Tim Smith-Laing at Literary Review:
They might seem an incongruous pair at first, but historically speaking Hieronymus Bosch and Pieter Bruegel the Elder are a natural duo for comparative study. When Bruegel entered the painters’ guild of Antwerp in 1551, Bosch, who had died in 1516, was still the most famous and imitated artist of the age. Antwerp, the centre of European art production at the time, was home to a whole mini-industry of Bosch imitation and forgery, and Bruegel himself cashed in on the continuing demand for his predecessor’s characteristic style. Look at the Boschian pastiches of his ‘Seven Deadly Sins’ series (1558) or 1557’s Big Fish Eat Little Fish, printed with the misleading inscription ‘Hieronymus Bos inventor’, and you can see why a contemporary dubbed Bruegel a ‘second Hieronymus’.
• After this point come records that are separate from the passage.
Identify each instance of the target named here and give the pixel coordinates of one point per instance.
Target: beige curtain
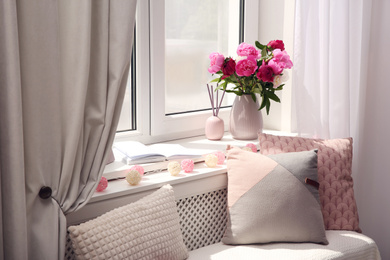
(63, 72)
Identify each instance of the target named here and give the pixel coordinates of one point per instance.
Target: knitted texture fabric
(146, 229)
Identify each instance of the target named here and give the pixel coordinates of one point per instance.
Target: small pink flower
(275, 67)
(265, 73)
(246, 67)
(187, 165)
(138, 168)
(216, 62)
(282, 59)
(276, 44)
(252, 146)
(245, 49)
(103, 183)
(228, 68)
(221, 157)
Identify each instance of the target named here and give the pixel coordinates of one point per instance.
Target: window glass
(193, 30)
(127, 119)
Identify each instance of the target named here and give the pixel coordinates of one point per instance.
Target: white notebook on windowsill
(137, 153)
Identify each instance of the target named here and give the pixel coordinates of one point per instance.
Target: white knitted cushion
(146, 229)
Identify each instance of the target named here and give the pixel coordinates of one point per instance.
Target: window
(173, 41)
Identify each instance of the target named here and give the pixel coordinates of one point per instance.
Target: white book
(137, 153)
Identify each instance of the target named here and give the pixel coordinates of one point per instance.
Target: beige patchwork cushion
(146, 229)
(273, 198)
(337, 197)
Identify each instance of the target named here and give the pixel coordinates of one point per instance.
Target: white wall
(372, 174)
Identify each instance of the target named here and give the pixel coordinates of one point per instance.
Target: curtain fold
(330, 66)
(64, 68)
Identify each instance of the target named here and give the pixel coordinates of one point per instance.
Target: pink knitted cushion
(338, 203)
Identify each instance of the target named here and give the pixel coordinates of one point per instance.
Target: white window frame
(152, 123)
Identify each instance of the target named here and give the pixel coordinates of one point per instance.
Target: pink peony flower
(265, 73)
(276, 44)
(216, 62)
(245, 49)
(246, 67)
(103, 183)
(282, 59)
(277, 69)
(228, 68)
(138, 168)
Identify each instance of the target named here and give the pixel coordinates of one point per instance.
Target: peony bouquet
(258, 70)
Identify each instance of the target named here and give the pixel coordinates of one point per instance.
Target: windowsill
(202, 180)
(150, 181)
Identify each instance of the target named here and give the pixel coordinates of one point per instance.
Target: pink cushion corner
(337, 198)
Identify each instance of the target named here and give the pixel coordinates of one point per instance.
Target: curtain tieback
(45, 192)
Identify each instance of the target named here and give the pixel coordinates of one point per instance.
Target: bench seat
(342, 245)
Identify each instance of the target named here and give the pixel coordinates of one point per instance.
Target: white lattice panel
(202, 220)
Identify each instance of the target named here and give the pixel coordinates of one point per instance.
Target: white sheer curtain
(63, 73)
(340, 80)
(330, 66)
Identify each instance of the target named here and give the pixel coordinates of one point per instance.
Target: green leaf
(263, 102)
(273, 96)
(264, 53)
(259, 45)
(253, 97)
(267, 106)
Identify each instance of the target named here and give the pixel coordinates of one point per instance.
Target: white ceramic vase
(246, 121)
(214, 128)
Imitation is not the same as kinship, though, as Koerner is quick to note in this rich and illuminating study of the two painters. Bruegel’s mature style, clear-eyed, intent on the human, temporal and mundane, is a world away from Bosch’s fantasias of the demonic, eternal and infernal. And more fundamentally still, Koerner argues, they belong to two different ages of art history and represent two distinctive conceptions of what art was for. Bosch was a devotional Catholic painter (despite what Koerner pithily calls the ‘rich body of delusional scholarship’ striving to make him a heretic or madman), and he belonged to an age in which artistic ‘subservience to the sacred’ was the norm. Bruegel marks the ‘watershed’ at which European painting ‘emancipated itself’ from that subservience – thanks in no small part to the démarches he himself made. Retrospectively at least, his ‘genre’ scenes of everyday life, his prints and his landscapes seem instrumental in art’s successive migrations from the church to the palace, then to the home and eventually to the museum.